Declines in the Turkish lira, one of this year’s worst performers globally, will translate into sharp economic contraction as growth decelerates across advanced and emerging markets, global credit agency Moody’s said in a report published on Thursday, according to Bloomberg.
Turkey’s inflation is hovering near the fastest pace since President Recep Tayyip Erdoğan came to power 15 years ago, and high interest rates are clouding the investment outlook. Despite recouping some losses, the lira is still down 30 percent for the year against the dollar.
“Double-digit inflation, a steep increase in borrowing costs and curtailed bank lending are likely to weigh on household purchasing power, private consumption” and investment, Moody’s said.

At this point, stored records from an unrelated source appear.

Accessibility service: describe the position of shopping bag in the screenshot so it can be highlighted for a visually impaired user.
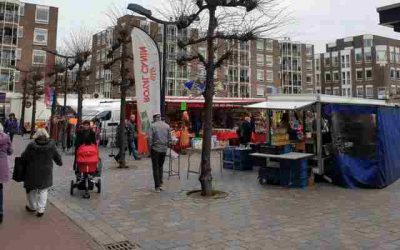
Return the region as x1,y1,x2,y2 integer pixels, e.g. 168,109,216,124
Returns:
13,157,26,182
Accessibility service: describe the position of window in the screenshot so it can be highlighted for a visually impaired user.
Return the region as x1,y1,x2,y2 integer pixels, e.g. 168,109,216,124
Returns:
315,74,321,86
18,26,24,38
378,87,387,99
257,40,264,50
333,87,340,96
266,70,274,82
356,69,364,81
354,49,362,63
390,85,396,95
266,39,274,51
306,75,312,84
32,50,46,64
364,38,374,47
257,69,264,82
257,54,264,66
306,60,312,71
257,86,264,96
325,88,332,95
389,47,396,63
376,46,387,63
365,85,374,98
325,72,332,82
15,48,22,60
325,57,331,67
332,56,339,67
315,59,320,71
333,71,339,82
306,45,313,56
364,48,372,62
265,55,274,67
19,3,25,16
356,86,364,98
33,29,47,45
35,5,49,24
365,68,372,81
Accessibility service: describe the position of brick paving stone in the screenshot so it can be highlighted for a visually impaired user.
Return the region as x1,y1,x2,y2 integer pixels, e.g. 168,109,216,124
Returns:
8,133,394,249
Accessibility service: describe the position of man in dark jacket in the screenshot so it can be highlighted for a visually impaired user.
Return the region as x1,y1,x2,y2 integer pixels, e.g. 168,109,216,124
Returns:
239,116,251,145
148,114,171,193
126,114,140,160
21,128,62,217
4,113,19,142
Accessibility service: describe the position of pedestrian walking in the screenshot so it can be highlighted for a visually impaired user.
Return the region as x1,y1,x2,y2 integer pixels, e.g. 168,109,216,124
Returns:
74,120,96,174
239,116,252,145
149,114,171,193
126,114,140,160
4,113,19,142
0,124,13,224
21,128,62,217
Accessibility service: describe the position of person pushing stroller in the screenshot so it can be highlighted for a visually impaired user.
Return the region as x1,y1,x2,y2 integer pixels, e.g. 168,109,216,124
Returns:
71,120,101,198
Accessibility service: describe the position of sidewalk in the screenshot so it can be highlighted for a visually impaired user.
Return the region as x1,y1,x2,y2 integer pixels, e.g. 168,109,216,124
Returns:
0,181,101,250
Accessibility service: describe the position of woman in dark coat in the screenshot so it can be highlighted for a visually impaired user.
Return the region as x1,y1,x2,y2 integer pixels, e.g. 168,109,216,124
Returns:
21,128,62,217
0,124,12,224
4,113,19,142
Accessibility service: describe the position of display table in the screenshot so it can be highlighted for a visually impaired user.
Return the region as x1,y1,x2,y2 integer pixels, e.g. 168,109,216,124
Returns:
186,147,225,179
250,152,314,187
223,147,253,171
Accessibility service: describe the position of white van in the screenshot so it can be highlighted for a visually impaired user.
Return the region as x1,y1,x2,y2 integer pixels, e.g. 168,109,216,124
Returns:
88,102,121,144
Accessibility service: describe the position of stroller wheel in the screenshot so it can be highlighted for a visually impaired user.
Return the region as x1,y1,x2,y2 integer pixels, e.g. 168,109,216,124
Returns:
96,179,101,194
69,181,75,196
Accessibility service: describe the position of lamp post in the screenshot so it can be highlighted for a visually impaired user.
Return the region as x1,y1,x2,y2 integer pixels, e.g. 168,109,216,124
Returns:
17,68,31,133
45,50,75,150
128,3,173,117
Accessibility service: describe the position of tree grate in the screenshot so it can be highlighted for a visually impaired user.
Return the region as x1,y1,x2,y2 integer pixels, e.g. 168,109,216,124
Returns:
104,241,140,250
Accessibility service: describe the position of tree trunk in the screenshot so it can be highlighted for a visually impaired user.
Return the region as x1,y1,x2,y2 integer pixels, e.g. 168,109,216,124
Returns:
50,86,57,140
119,86,127,168
19,77,28,134
119,42,128,168
76,63,83,128
31,82,37,138
199,7,218,196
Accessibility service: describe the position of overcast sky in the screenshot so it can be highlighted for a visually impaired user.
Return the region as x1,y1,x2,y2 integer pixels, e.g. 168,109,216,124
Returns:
30,0,400,52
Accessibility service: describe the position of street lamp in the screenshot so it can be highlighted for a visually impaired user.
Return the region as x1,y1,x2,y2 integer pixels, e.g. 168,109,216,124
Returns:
128,3,172,117
45,50,75,150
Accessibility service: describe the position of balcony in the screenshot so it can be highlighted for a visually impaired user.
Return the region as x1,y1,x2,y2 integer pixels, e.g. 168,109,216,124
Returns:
0,11,18,24
0,59,15,68
0,35,17,45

The IMF echoed Moody’s warning, predicting that Turkish economic growth would slip to 0.4 percent in 2019 from 3.5 percent this year. “The weaker lira, higher borrowing costs, and elevated uncertainties weigh on investment and demand,” the fund said in a report published Thursday.
Moody’s sees Turkey’s economy growing 1.5 percent in 2018 and contracting 2 percent the following year.
Turkey also has to contend with elevated inflation despite the worsening outlook for its economy. Moody’s expects Turkish price growth, which accelerated to an annual 25.2 percent in October, to remain in double digits through 2020 because of unanchored inflation expectations, spurred by pressure from the exchange rate and oil.